Bug 1142082

Summary: RHEL7 Hosts loosing connectivity with engine every day and stay in non-responsive state
Product: Red Hat Enterprise Virtualization Manager Reporter: Michael Burman <mburman>
Component: vdsmAssignee: Antoni Segura Puimedon <asegurap>
Status: CLOSED DUPLICATE QA Contact: Michael Burman <mburman>
Severity: urgent Docs Contact:
Priority: high    
Version: 3.5.0CC: bazulay, ecohen, gklein, iheim, lpeer, mburman, mpavlik, nyechiel, ogofen, s.kieske, yeylon
Target Milestone: ---Keywords: Triaged, Unconfirmed
Target Release: 3.5.0   
Hardware: x86_64   
OS: Linux   
Whiteboard: network
Fixed In Version: Doc Type: Bug Fix
Doc Text:
Story Points: ---
Clone Of: Environment:
Last Closed: 2014-10-01 07:57:32 UTC Type: Bug
Regression: --- Mount Type: ---
Documentation: --- CRM:
Verified Versions: Category: ---
oVirt Team: Network RHEL 7.3 requirements from Atomic Host:
Cloudforms Team: --- Target Upstream Version:
Embargoed:
Bug Depends On:    
Bug Blocks: 1147536, 1164308, 1164311    
Attachments:
Description Flags
Relevant logs- host loosing connectivity
none
/var/log/messages from my 2 rhel7 hosts
none
Connectivity.logs from my 2 rhel7 hosts none

Description Michael Burman 2014-09-16 06:48:16 UTC
Created attachment 937862 [details]
Relevant logs- host loosing connectivity

Description of problem:
RHEL7 Hosts are loosing connectivity with engine and stay in non-responsive state until network service is restarted and only then host is going up.
It is happening also with dhcp and static ip configured on rhevm.
BOOTPROTO=dhcp/static
ONBOOT=yes


Version-Release number of selected component (if applicable):
3.5.0-0.12.beta.el6ev

How reproducible:
Every day

Steps to Reproduce:
1. Working setup with rhel7 host
2. 
3.

Actual results:
Host loosing connectivity during evening/night. Host stays in non-responsive state

Expected results:
Host shouldn't loose connectivity with engine. But if he does loose connectivity, i expect him to enroll back. 

Additional info:

Comment 1 Michael Burman 2014-09-16 06:56:15 UTC
Created attachment 937865 [details]
/var/log/messages from my 2 rhel7 hosts

Comment 2 Michael Burman 2014-09-16 06:59:55 UTC
Created attachment 937867 [details]
Connectivity.logs from my 2 rhel7 hosts

Comment 3 Michael Burman 2014-09-16 07:02:14 UTC
I attached relevant logs from my two rhel7 servers.
vdsm.logs
supervdsm.logs
/var/log/messages

connectivity.logs- in this logs you can see when the host lost connectivity with engine.

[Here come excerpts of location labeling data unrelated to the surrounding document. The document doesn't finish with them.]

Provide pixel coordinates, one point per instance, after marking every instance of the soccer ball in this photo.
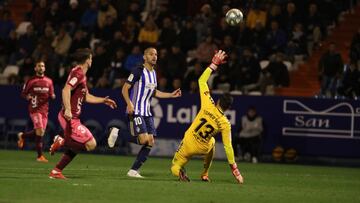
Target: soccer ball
(233, 17)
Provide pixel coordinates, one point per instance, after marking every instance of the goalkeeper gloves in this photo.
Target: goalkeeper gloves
(235, 171)
(218, 58)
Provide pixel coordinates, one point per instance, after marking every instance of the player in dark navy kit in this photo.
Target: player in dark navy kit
(38, 91)
(142, 82)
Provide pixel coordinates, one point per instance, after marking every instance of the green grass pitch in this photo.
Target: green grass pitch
(101, 178)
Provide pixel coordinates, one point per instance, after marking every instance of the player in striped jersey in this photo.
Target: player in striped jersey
(142, 82)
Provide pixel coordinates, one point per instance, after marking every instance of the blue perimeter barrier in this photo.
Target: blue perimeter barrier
(314, 127)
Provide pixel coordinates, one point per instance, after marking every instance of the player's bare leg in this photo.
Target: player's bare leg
(207, 164)
(57, 144)
(147, 141)
(178, 163)
(39, 144)
(22, 136)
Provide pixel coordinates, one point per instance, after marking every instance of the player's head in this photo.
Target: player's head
(150, 56)
(40, 68)
(225, 101)
(83, 57)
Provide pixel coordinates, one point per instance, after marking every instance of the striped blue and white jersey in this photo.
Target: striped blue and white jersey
(144, 85)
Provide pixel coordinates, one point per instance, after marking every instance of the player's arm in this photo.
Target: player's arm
(218, 58)
(66, 95)
(25, 91)
(132, 79)
(226, 138)
(174, 94)
(89, 98)
(125, 92)
(51, 92)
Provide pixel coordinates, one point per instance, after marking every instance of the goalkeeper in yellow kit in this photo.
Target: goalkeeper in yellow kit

Comment 4 Antoni Segura Puimedon 2014-09-22 10:41:40 UTC
It's not happening with static IPs, there is some issue with dhcp. Could you check in your machines if after a few hours of having dhcp the dhclient process is still alive?

Comment 5 Michael Burman 2014-09-22 11:07:13 UTC
I will check that

Comment 6 Michael Burman 2014-09-23 11:14:03 UTC
I changed my rhel7 host from static ip to dhcp and during the night host lost connectivity with engine.
I'm not sure if the dhclient process was alive at that point, but he was alive in the last time i checked before going home.

Comment 7 Ori Gofen 2014-09-23 13:16:38 UTC
I have changed the priority to urgent,this bug frequently aborts many of my test scripts,plus all storage guys hit this issue on nearly daily basis

Comment 8 Antoni Segura Puimedon 2014-09-24 09:54:32 UTC
It was alive when you checked before going home, was it alive when you returned the next day? (Even after losing connectivity)

Comment 9 Michael Burman 2014-09-28 06:01:10 UTC
Hi Toni,

The dhclient process wasn't alive when i returned the next day.

Comment 10 Antoni Segura Puimedon 2014-09-29 09:00:08 UTC
Thanks Michael. I managed to reproduce it as well on f20. We need to find out why the dhclient process quits.

Comment 11 Michael Burman 2014-09-29 09:09:52 UTC
Ok Toni, Thank you.

We all waiting for a solution there.

For now, i configured all my rhel7 hosts with static ip, so they won't loose connectivity.

Comment 12 Antoni Segura Puimedon 2014-10-01 07:57:32 UTC
Ok, I went to Michael's machine and after talking with Jiři Popelka applied the patch for https://bugzilla.redhat.com/show_bug.cgi?id=1116004 there. The patch in question checks if the arping answer belongs to a mac address in the machine.

The issue didn't happend again and I can confirm that the case that was making it fail was the same. Thus, I mark this as a duplicate of bz#1116004

*** This bug has been marked as a duplicate of bug 1116004 ***